But the real successor to Action was 2000AD which launched a year later in February 1977, with many of the same writers and artists who’d worked on Action, and again drawing heavily on the genre films and shows of cinema and television of the time. 2000AD of course gave us the futuristic law enforcer Judge Dredd and the dystopian Megacity One. In years to come the comic would regularly explore into horror themes with strips such The Thirteen Floor, Devlin Waugh, (Vatican exorcist and paranormal investigator) and the Lovecraft influenced Tales of Telguuth.
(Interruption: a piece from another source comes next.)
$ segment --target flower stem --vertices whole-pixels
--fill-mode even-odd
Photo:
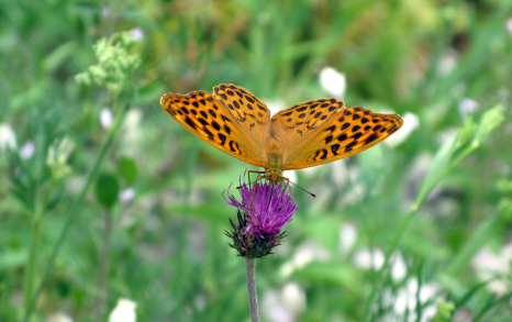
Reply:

2000AD also provided early writing opportunities for Alan Moore who went on to write graphic horror novels with his Jack the Ripper based From Hell and The League of Extraordinary Gentlemen, whose members included Mina Harker from Dracula, HG Wells’ Invisible Man, Oscar Wilde’s Dorian Grey and Stephenson’s monstrous Mister Hyde. 

It was it fact Moore who set in train the eventually demise of the American Comic Code Authority. A 1984 issue of DC’s Swamp Thing, written by Moore, was refused CCA approval due to its content. DC went ahead and published it without any noticeable effect on sales. Gradually more comic publishers began putting titles out without the CCA seal of approval rendering it defunct by default by the start of 2011.

These days what starts out in comics and graphic novel often provides the raw material for TV shows and movies. The Walking Dead series and subsequent spin offs are one example and The Empty Man and Werewolf by Night horror films are another. As, a consequence, the attention of our self-appointed moral guardians tends now to be more directed toward online content and streaming.

VHS videos have become a thing of the past, but 2000AD and its sister publication Judge Dredd Megazine remain amongst the few UK comics still available on newsagent shelves. And they are still exploring horror themes. Recently folk horror inspired ‘Thistlebone’, set in the rural village of Harrowdale, and described as a mix of The Wicker Man and Midsommer, had its second serial printed in the pages of 2000AD. There is no widespread moral panic at present. But watch this space. As they say, history does have a tendency to repeat itself.